I found the lack of language ability on my part to be such a barrier.
One of the guests smiled at me as we waited outside the church. Later this same person stood for a photograph together with the bride and groom. I was also asked to stand with them. This was a great honour as in Polish weddings family/guest photos are not taken; as usually, the bride and groom are photographed in scenic places alone.
In Krakow I had been passed by several brides and grooms on route with their photographer walking alone to various scenic spots for a dramatic photo opportunity: all a bit staged and contrived.

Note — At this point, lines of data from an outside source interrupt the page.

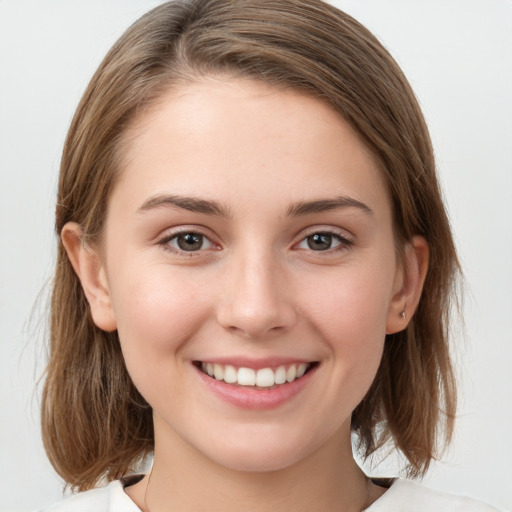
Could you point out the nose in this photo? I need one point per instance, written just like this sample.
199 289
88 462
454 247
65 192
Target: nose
255 300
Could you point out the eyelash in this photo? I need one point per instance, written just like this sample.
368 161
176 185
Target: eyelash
344 241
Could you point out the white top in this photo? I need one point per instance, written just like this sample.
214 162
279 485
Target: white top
402 496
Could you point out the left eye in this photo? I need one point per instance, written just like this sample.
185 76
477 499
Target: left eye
189 242
322 241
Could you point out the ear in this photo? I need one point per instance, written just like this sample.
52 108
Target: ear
90 270
409 285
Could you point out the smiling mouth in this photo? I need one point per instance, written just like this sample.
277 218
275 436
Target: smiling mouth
264 378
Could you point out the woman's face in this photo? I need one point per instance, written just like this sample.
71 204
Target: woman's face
250 235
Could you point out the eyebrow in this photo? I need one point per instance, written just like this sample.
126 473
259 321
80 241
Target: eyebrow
324 205
192 204
208 207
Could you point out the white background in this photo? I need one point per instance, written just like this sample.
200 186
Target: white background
458 57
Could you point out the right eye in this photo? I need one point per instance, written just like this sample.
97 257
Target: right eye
187 241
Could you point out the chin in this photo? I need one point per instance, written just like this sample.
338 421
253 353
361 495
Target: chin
260 455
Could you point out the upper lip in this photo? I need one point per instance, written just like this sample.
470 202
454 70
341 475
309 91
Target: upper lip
256 364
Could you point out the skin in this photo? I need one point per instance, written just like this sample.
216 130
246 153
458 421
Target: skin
254 288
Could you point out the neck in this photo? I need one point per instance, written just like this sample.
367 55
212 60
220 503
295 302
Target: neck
328 479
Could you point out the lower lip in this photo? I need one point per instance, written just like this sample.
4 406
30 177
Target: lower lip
251 398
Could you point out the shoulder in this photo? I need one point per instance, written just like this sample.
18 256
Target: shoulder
111 498
404 496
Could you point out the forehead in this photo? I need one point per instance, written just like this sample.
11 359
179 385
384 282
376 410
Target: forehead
236 140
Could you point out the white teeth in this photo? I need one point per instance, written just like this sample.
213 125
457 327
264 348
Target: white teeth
301 370
246 377
218 372
230 374
280 377
291 374
265 378
262 378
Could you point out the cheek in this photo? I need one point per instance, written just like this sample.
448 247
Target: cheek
156 313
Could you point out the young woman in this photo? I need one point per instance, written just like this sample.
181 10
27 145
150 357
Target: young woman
255 264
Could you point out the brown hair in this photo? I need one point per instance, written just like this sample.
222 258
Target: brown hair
95 423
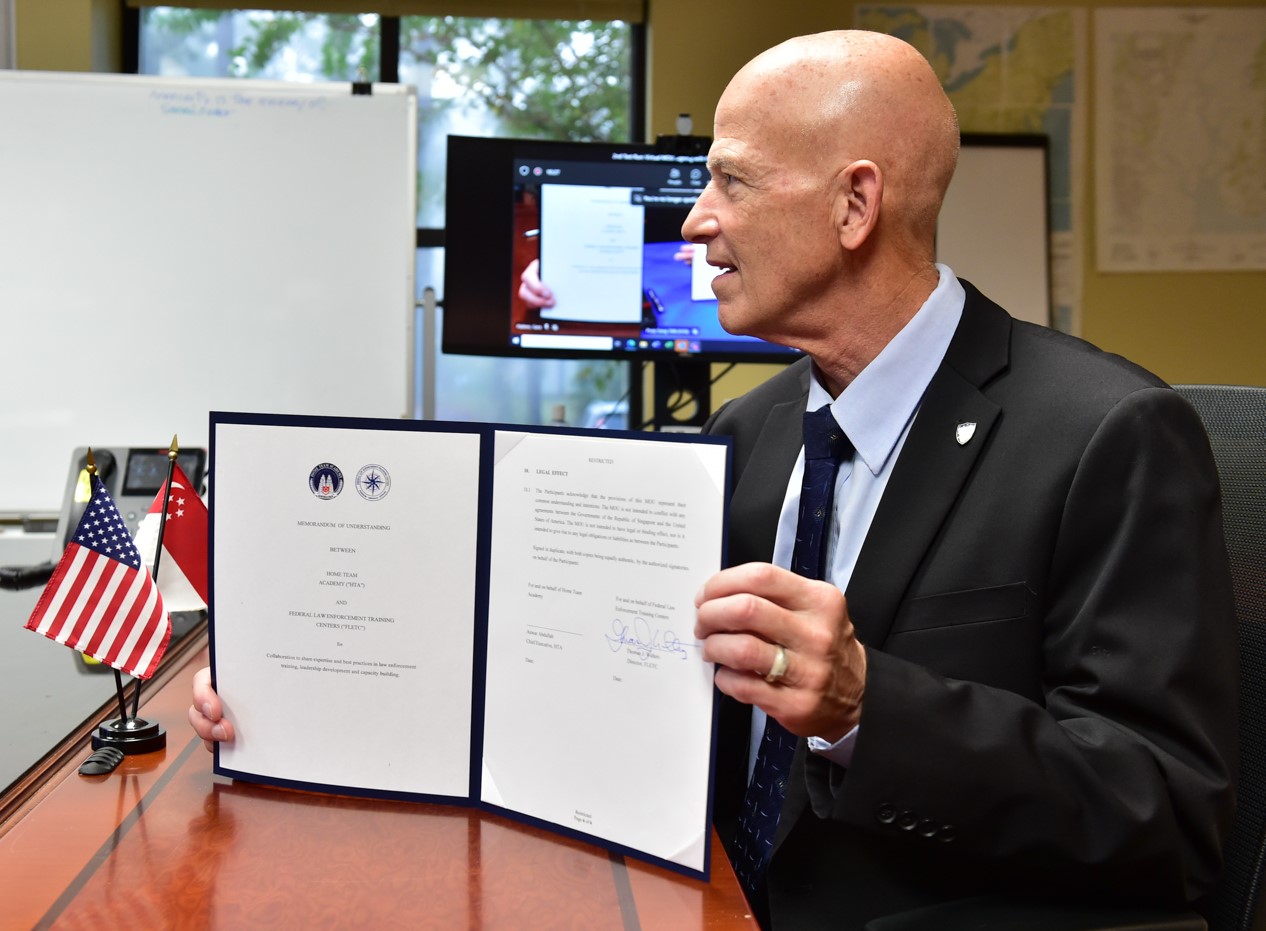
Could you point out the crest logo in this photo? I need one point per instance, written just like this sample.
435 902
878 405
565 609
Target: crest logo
372 481
325 480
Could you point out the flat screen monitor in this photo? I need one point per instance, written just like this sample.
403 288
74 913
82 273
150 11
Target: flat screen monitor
601 223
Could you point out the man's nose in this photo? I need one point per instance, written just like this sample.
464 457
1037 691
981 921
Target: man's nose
700 223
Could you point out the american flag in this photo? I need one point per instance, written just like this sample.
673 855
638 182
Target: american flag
100 601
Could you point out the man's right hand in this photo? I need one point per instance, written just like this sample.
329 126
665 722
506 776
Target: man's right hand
206 713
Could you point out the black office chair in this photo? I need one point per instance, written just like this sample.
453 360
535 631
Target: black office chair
1234 418
1236 421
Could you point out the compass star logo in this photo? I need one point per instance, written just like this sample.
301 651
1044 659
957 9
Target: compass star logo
372 481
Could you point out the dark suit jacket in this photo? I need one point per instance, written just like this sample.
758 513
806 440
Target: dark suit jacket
1050 635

The tram terminal seemed to be a particular favourite such venue with one of the Krakow photographers.
On the road to Żywiec we passed another already married couple being photographed on a dam wall.
However, as the wedding I was attending was aiming to combine both Polish and English traditions the groom had prevailed upon his photographer to take a few shots of family and guests.
The groom had already told me that he was determined to get a photograph of me. I thought he was joking. He wasn’t. Now I am not at all photogenic, being 99% all teeth and 1% cock-eyed, and then to ruin most photos with my gargoyle presence, so I was surprised to be asked to join this small group.
“It’s because we don’t have a photograph of you,” the groom explained. “And also you are my godmother and this is Maria the bride’s godmother.”
Maria smiled at me following this introducing, and exclaimed over the similarity of our roles. And so we then posed for the photographer, who did not look at all happy with the figure standing next to the groom and who looked less than pleased that I wasn’t a tram or a vast expanse of dammed water.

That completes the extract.